Experimental Model of Pulmonary Inflammation Induced by SARS-CoV-2 Spike Protein and Endotoxin

Manoj Puthia; Lloyd Tanner; Ganna Petruk; Artur Schmidtchen

doi:10.1021/acsptsci.1c00219

Experimental Model of Pulmonary Inflammation Induced by SARS-CoV-2 Spike Protein and Endotoxin

ACS Pharmacol Transl Sci. 2022 Jan 25;5(3):141-148. doi: 10.1021/acsptsci.1c00219. eCollection 2022 Mar 11.

Authors

Manoj Puthia¹, Lloyd Tanner², Ganna Petruk¹, Artur Schmidtchen^{1

3}

Affiliations

¹ Division of Dermatology and Venereology, Department of Clinical Sciences, Lund University, SE-22184 Lund, Sweden.
² Division of Respiratory Medicine and Allergology, Department of Clinical Sciences, Lund University, SE-22184 Lund, Sweden.
³ Bispebjerg Hospital, Department of Biomedical Sciences, University of Copenhagen, DK-2400 Copenhagen, Denmark.

Abstract

COVID-19 is characterized by a dysregulated and excessive inflammatory response and, in severe cases, acute respiratory distress syndrome.
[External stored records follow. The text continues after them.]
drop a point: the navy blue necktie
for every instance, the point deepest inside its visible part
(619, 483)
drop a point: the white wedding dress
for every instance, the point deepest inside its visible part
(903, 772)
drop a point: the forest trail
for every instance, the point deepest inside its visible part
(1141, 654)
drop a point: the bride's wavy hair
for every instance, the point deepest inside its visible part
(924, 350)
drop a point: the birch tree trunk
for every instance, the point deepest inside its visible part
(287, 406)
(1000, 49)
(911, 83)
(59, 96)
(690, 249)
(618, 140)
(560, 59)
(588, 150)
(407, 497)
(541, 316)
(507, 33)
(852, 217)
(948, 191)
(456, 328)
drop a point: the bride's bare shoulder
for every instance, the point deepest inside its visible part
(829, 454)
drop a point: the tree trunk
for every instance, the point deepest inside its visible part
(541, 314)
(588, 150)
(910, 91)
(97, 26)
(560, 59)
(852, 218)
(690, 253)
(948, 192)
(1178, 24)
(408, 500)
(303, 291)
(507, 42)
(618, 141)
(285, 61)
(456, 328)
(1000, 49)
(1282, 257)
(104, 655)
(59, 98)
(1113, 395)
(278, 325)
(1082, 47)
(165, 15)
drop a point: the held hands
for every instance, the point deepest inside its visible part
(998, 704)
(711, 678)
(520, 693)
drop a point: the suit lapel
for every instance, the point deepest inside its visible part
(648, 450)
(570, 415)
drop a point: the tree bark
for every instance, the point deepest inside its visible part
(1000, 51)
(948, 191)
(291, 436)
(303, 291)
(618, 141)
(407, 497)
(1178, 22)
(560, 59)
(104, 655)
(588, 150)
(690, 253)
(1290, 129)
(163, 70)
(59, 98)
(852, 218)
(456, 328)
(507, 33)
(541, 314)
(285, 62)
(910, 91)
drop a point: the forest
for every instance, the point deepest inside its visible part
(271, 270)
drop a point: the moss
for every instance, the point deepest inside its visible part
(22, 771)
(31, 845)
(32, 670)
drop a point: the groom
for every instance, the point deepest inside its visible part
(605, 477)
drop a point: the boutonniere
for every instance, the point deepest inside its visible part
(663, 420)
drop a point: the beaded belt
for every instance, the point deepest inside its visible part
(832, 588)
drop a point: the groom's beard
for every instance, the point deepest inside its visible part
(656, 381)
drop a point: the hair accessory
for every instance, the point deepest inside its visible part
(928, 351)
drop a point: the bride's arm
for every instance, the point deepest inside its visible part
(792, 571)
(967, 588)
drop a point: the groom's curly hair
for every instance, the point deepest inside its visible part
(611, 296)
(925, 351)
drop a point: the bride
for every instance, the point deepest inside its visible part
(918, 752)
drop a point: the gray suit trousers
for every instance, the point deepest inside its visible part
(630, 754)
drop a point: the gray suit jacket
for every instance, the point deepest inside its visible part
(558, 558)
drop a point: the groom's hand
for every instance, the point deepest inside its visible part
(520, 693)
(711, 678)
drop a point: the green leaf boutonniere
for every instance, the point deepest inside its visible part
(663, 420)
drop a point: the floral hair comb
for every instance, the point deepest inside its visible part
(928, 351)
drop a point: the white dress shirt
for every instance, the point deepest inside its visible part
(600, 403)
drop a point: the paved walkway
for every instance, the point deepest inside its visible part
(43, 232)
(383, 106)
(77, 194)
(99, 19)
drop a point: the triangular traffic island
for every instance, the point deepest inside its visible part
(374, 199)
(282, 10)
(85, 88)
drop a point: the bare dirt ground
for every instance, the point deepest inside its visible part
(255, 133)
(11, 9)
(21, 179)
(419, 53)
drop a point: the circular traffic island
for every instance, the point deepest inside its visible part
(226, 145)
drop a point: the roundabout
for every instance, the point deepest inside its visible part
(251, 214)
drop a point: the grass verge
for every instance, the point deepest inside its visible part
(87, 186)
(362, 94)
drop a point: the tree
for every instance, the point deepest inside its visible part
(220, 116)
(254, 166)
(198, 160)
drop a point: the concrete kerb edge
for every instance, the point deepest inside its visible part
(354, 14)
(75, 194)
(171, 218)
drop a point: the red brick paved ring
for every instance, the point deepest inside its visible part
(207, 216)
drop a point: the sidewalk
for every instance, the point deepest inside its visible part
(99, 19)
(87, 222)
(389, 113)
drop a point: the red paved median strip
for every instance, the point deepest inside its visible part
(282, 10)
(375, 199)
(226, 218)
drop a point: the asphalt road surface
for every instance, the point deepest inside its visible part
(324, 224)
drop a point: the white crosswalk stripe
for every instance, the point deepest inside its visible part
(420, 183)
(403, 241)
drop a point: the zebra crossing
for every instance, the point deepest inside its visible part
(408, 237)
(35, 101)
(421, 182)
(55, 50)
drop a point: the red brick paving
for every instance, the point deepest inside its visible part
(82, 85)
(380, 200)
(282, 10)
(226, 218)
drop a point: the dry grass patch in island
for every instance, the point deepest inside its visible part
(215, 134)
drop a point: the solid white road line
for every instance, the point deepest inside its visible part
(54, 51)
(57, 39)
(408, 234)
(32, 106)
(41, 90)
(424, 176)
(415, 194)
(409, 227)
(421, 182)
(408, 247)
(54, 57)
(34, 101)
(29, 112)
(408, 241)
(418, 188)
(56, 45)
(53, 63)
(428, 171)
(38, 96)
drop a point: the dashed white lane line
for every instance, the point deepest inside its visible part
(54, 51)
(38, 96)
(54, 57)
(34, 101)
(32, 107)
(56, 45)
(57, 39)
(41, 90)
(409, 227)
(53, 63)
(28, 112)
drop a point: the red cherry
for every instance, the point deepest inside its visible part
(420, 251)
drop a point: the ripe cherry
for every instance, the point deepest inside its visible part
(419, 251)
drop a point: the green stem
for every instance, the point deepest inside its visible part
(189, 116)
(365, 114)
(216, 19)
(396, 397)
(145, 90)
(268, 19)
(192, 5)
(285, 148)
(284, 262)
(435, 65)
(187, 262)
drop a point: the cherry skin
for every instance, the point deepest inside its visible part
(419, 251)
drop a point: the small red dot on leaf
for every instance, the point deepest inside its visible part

We have recently demonstrated a previously unknown high-affinity interaction between the SARS-CoV-2 spike (S) protein and bacterial lipopolysaccharide (LPS), leading to the boosting of inflammation. Here we present a mouse inflammation model employing the coadministration of aerosolized S protein together with LPS to the lungs. Using NF-κB-RE-Luc reporter and C57BL/6 mice followed by combinations of bioimaging, cytokine, chemokine, fluorescence-activated cell sorting, and histochemistry analyses, we show that the model yields severe pulmonary inflammation and a cytokine profile similar to that observed in COVID-19. Therefore, the model offers utility for analyses of the pathophysiological features of COVID-19 and the development of new treatments.